There was another thud, and this time she paid attention. She put the mug away from her and looked around.
"Do you think it's an animal?" she said. "I can't imagine it would be a person out in all that. Even Melissandra Rhode isn't as crazy as that."
The third thud was heavier and more dangerous than the other two had been. Annabeth could hear the wood straining under whatever was hitting it. She put the book down and got up. You could see the ocean from the kitchen windows. Whoever had built this house had wanted to watch the waves at the breakfast table. Still, it couldn't be the sea coming in. Not this fast. And it couldn't be a tree branch blown loose by the wind. It sounded like something soft.
"I should watch television," she told the cat. "At least I wouldn't be rewriting Freddy Krueger movies in my head."
She went back to the kitchen and looked around. She looked out the big windows at the sea, but it was comfortably far away, although choppy. She looked at the walk that wrapped around the house at that side, but saw nothing but untouched snow. She looked around the kitchen, and wondered what she had been thinking when she bought two complete sets of Le Creuset pots to hang from the hooks over the center island.
"One of those is going to fall on my head one day and give me a concussion," she said, not even to the cat this time. The cat was still in the living room, curled up on a cushion. Then there was another thud, and this time it was distinctly accompanied by giggling.
"What the hell," Annabeth said.
She made her way out into the pantry, its four tall walls covered floor to ceiling with shelves. She went into the little mud area with its benches and pegs for holding outerwear so that it didn't muck up the rest of the house in bad weather. She stood very still and listened. The giggling really was giggling, not just the wind, she was sure of it. Sometimes it sounded not so much like giggling as it did like crying. The kitchen door had no window. There was no way to tell without opening up.

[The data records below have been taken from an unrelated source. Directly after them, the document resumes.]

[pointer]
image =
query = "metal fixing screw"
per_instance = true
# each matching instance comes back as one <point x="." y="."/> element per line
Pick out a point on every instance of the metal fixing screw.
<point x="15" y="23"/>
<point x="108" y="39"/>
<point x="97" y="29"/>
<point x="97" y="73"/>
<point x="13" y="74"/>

"What the hell," Annabeth said, thinking that if there really was some half-crazed homicidal maniac out there, ready to rip her into body parts before he disappeared into the storm, she almost owed it to him to cooperate. Anybody who wanted anything badly enough to go through that storm to get it, ought to have it.
"Not really," Annabeth said. She missed the cat. It gave her a cover so that she didn't have to recognize the fact that she had started to talk to herself.
She grabbed the knob of the door, turned it to the right, yanked the door forward, and stepped back.
She was just in time. The young woman who came falling through at her couldn't have been more than five feet tall, but she fell hard nonetheless, and she fell far, too.
It took a minute or two, but Annabeth worked it out. This was definitely somebody she recognized, even if she couldn't remember what the woman's name was, but that was the least of it. The most was a toss-up between the clothing—a pale blue-silver, sleeveless minidress, hiked up to beyond beyond—and the hair. Annabeth thought she'd go with the hair. It would have been long and blond under other circumstances, but at the moment it was black and sticky and covered with blood.